Recognizing and naming shapes and numbers
Learning how to write some numbers
Using math language, like more and less, taller and shorter, lighter and
heavier, and half of.
Sorting objects into groups.

When, Where and How?
The key is to weave activities into your daily routine. Here are a few activity ideas that don't require much extra time...just a little effort.
Go for a walk and count the number of red cars or trucks you see. Observe and talk about what makes them different.

As you use items at home, such as mixing bowls or towels, comment to your child about their sizes. Use words like small, medium and large, bigger and smaller, lighter and heavier.

Give your child some items of different sizes to arrange-sets of measuring spoons or plastic mixing bowls will work. Also let your child help sort and fold towels and washcloths from the laundry.

While grocery shopping, note the aisle numbers you visit and count the number of people in the line ahead of you at the register.

Play with numbered refrigerator magnets and name them. Find things to match to the numbers: one nose, two eyes, five fingers.

Teach your child your telephone number and have them match the numbers.

Have your child sort silverware when putting them away.

Let your child play with plastic measuring cups in the tub at bath time.

Keep it positive! Show an interest in numbers and shapes, and your child will too. Praise your child for effort made.

Tip 2 Don't push! Never drill your child or put him or her on the spot for answers. Provide information and play along to show your child how.

Tip 3 Talk about it as your child plays, observe what he or she is doing and talk about it. Answer questions or ask some of your won and you will both learn.

Tip 4 Follow your child's lead. If your child loses interest in doing something your suggest, stop for now and try something new.

Thursday, April 1, 2010

Unit 5 books we will be reading

The following is a list of books we will be reading while learning about shadows and refelctions;

Play with Me by, Marie Hall Ets

The Puddle Pail by, Elisa Kleven

Kitten for a Day by Ezra Jack Keats

Raccoon on His Own by Jim Arnosky

Clap Your Hands by Lucinda B. Cauley

Night Shift Daddy by, Eileen Spinelli

Fun With Shadows by Sharon and Jeff Siamon and Cynthia Benjamin

Dreams by Ezra Jack Keats

Unit 5 home ideas

For unit 5 we will be reading books and talking about shadows and reflections. We hope you'll take some time to notice shadows and reflections and talk about them at home, too.

The following activities are things you can do to help your child learn. Please try to complete some of the activities. The activities can be done in any order that works for your family.

Thought for the month:
Children learn about language through conversations. How much are your talking with your child?

Sit still together and observe birds or other animals. Talk about what you see.
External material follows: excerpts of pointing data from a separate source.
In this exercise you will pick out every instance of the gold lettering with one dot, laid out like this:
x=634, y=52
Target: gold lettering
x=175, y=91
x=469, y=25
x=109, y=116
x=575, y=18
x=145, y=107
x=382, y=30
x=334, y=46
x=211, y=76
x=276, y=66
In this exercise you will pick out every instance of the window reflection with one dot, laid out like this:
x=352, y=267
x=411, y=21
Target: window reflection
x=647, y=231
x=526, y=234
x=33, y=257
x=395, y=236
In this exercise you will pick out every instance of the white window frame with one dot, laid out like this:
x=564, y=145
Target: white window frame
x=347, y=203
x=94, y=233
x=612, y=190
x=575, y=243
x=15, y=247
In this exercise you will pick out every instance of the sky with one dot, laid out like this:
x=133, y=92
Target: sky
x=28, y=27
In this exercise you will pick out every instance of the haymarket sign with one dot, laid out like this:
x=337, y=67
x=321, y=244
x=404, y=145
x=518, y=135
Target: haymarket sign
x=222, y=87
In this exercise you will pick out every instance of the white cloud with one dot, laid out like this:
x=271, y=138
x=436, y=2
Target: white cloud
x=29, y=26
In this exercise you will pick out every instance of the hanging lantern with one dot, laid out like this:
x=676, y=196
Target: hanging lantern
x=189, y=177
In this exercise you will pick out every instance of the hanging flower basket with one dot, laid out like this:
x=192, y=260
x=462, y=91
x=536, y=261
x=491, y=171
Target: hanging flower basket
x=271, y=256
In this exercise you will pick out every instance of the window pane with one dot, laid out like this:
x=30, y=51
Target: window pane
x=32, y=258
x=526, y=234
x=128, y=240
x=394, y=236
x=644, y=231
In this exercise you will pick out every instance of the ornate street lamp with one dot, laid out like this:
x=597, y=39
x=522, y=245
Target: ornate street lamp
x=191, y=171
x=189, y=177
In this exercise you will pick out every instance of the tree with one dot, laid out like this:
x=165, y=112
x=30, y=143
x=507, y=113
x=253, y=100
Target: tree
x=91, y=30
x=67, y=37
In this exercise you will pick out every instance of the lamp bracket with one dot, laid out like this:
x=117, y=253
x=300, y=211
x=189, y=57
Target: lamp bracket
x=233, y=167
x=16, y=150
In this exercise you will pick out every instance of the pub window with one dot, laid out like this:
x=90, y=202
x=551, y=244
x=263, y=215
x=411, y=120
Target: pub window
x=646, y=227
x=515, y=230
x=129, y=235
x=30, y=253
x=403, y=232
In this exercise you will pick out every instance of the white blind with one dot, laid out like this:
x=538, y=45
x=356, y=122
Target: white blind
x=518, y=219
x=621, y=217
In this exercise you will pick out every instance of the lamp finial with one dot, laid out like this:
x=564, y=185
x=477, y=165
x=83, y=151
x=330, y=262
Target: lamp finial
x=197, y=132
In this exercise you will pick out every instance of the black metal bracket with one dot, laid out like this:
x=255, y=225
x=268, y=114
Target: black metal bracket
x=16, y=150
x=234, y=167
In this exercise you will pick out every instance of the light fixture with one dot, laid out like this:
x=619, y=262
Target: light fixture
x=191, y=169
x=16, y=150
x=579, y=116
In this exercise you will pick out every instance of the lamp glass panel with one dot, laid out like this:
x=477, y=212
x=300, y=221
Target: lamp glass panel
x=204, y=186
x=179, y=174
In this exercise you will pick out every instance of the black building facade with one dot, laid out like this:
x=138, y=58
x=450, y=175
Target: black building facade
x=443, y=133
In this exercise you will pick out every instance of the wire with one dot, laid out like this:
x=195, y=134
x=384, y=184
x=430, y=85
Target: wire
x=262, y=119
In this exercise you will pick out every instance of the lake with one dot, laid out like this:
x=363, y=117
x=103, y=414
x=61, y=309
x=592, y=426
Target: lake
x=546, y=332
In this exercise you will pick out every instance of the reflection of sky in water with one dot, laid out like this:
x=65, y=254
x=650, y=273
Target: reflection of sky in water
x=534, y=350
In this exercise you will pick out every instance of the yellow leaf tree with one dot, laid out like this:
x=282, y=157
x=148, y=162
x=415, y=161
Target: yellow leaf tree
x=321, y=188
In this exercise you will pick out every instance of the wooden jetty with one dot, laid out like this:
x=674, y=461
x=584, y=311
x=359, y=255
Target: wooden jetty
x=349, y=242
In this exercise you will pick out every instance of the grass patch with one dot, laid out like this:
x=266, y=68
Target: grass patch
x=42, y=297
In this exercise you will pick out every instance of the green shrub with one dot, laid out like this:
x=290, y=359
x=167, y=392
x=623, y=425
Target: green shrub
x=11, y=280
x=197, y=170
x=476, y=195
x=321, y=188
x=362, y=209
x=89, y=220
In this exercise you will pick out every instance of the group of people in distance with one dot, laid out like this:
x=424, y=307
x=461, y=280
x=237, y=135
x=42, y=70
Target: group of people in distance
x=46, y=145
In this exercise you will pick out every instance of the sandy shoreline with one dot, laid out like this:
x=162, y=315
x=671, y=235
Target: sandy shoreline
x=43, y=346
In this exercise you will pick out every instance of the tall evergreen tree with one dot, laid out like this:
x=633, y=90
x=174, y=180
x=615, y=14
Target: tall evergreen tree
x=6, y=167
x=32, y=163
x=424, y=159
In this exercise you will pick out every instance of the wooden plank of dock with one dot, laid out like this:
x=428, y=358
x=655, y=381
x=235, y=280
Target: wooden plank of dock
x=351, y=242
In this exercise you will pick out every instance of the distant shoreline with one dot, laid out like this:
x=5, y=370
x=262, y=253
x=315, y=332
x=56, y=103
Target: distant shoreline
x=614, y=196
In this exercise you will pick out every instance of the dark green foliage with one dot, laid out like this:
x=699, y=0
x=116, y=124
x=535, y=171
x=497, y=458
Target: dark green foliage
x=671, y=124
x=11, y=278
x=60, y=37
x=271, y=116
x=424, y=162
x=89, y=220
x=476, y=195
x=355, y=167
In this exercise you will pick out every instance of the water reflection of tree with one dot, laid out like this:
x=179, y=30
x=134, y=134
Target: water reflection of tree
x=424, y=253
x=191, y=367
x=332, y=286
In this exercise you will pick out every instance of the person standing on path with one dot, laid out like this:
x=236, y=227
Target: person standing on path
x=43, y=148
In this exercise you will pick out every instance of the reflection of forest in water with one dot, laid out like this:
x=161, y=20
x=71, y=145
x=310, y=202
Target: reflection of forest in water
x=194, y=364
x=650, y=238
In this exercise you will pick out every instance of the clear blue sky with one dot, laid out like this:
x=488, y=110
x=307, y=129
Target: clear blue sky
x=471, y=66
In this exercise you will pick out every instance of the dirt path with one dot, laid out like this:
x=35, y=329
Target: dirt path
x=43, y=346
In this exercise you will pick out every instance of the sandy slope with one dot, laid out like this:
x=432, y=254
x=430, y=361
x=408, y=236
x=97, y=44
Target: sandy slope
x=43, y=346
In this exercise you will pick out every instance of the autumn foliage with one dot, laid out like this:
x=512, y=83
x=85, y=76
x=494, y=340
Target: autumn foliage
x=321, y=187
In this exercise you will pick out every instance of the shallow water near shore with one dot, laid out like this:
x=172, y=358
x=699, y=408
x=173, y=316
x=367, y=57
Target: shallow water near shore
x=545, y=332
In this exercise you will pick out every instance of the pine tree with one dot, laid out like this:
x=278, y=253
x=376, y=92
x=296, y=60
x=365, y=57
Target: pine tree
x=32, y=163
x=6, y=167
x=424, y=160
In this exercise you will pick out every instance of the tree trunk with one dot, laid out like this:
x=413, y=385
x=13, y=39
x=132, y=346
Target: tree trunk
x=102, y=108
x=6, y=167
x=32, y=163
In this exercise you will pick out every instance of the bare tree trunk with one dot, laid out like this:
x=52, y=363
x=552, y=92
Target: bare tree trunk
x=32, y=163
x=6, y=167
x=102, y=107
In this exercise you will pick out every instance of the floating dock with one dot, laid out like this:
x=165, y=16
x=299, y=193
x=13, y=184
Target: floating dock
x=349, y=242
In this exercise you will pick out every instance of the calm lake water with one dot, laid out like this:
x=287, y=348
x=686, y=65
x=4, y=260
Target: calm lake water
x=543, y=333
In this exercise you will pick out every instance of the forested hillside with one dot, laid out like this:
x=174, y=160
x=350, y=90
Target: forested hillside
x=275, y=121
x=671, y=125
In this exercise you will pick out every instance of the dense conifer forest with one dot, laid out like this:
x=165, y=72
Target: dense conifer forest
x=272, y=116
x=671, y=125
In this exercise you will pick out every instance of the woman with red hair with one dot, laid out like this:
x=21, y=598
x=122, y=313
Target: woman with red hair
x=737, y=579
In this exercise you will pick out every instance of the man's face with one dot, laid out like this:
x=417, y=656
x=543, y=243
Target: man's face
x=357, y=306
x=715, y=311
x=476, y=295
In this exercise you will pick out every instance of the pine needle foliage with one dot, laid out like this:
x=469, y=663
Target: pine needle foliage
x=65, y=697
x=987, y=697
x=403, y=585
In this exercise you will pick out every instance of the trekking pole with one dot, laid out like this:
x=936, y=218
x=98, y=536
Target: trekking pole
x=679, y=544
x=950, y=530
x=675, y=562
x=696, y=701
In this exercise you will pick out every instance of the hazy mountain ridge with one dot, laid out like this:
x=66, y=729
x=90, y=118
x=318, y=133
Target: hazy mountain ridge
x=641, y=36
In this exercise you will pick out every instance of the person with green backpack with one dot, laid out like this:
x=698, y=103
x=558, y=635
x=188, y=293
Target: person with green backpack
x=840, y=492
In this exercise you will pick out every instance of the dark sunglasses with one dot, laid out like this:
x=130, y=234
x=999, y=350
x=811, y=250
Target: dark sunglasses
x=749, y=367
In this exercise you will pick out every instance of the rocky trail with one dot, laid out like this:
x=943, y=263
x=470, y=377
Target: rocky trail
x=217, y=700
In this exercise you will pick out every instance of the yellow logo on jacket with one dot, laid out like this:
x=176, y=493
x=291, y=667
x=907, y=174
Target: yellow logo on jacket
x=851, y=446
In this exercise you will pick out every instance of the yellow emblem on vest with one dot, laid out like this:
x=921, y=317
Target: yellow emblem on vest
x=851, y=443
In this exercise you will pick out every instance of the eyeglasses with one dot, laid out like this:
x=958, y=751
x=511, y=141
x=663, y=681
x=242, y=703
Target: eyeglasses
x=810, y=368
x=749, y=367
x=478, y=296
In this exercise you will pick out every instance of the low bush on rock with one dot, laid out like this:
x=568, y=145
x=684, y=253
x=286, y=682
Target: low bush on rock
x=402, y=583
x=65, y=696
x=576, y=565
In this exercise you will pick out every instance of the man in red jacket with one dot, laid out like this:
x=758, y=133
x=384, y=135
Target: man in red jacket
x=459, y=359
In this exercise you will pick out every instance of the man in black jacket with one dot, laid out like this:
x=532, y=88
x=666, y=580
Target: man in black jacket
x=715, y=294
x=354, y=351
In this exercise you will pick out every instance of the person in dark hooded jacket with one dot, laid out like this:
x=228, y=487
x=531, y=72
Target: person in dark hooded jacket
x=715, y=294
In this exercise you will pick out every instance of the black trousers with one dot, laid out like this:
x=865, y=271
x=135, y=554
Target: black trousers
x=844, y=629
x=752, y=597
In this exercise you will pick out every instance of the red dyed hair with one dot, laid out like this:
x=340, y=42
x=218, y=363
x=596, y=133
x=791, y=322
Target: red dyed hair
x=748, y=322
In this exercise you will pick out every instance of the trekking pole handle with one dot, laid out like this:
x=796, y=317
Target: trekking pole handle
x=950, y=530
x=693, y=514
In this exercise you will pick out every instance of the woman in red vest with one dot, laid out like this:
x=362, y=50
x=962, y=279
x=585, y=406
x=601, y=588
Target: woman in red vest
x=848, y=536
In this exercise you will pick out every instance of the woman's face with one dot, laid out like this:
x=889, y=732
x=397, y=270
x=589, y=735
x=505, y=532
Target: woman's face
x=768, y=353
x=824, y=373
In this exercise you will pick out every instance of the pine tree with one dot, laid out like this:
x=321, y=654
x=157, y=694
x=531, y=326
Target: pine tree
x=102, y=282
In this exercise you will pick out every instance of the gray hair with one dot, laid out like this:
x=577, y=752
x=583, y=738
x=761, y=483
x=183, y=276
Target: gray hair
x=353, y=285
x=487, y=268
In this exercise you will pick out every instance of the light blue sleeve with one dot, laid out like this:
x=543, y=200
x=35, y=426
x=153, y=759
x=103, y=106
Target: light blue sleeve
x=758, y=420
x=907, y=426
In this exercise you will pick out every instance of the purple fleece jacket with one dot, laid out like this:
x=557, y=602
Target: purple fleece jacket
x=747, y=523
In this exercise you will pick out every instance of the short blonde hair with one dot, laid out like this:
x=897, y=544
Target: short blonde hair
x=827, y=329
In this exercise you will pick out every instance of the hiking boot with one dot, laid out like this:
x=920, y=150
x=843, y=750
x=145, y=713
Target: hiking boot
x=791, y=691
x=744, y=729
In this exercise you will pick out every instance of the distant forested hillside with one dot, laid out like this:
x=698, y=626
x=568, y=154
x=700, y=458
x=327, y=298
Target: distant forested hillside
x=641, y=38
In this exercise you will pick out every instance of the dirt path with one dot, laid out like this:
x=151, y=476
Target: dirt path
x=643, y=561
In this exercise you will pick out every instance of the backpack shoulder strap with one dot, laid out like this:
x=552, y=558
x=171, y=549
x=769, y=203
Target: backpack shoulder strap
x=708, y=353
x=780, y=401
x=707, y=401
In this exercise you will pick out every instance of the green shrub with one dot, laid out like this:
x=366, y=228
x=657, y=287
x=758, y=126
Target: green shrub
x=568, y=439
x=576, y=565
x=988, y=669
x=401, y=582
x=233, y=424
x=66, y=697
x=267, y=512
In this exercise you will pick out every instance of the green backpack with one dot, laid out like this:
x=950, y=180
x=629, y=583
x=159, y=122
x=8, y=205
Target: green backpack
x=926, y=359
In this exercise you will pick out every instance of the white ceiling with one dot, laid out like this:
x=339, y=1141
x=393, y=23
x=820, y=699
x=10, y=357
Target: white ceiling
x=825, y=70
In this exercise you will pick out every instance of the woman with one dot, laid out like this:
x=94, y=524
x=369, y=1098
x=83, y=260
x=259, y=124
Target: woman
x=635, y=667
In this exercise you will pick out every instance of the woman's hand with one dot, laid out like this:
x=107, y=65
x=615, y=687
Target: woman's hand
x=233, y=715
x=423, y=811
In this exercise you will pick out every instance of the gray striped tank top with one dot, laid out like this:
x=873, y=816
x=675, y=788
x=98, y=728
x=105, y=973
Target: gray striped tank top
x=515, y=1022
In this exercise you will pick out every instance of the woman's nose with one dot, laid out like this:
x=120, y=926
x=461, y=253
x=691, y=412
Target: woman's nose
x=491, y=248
On a sunny day, play with a small mirror indoors. Show how it can reflect light.

Observe an ant or other insects closely. Talk about what it looks like and what it's doing.

Play Simon Says. Use animal movements. Hop like a grasshopper and swim like a fish.

On a sunny day, place a plant or other interesting shapes on the windowsill. Use paper and a crayon to trace the shadow shape it casts.

Turn off the lights and play flashlight tag. Use two flashlights, name an object and see who can hit it first with a flashlight beam.

Look at clouds together and talk about the shapes you see.

Have your child hunt for shinny things in your home. Talk about how well you can see your reflection in them.

Look in a mirror together and ske your child to describe what he or she see. Talk about shapes, colors, and how many.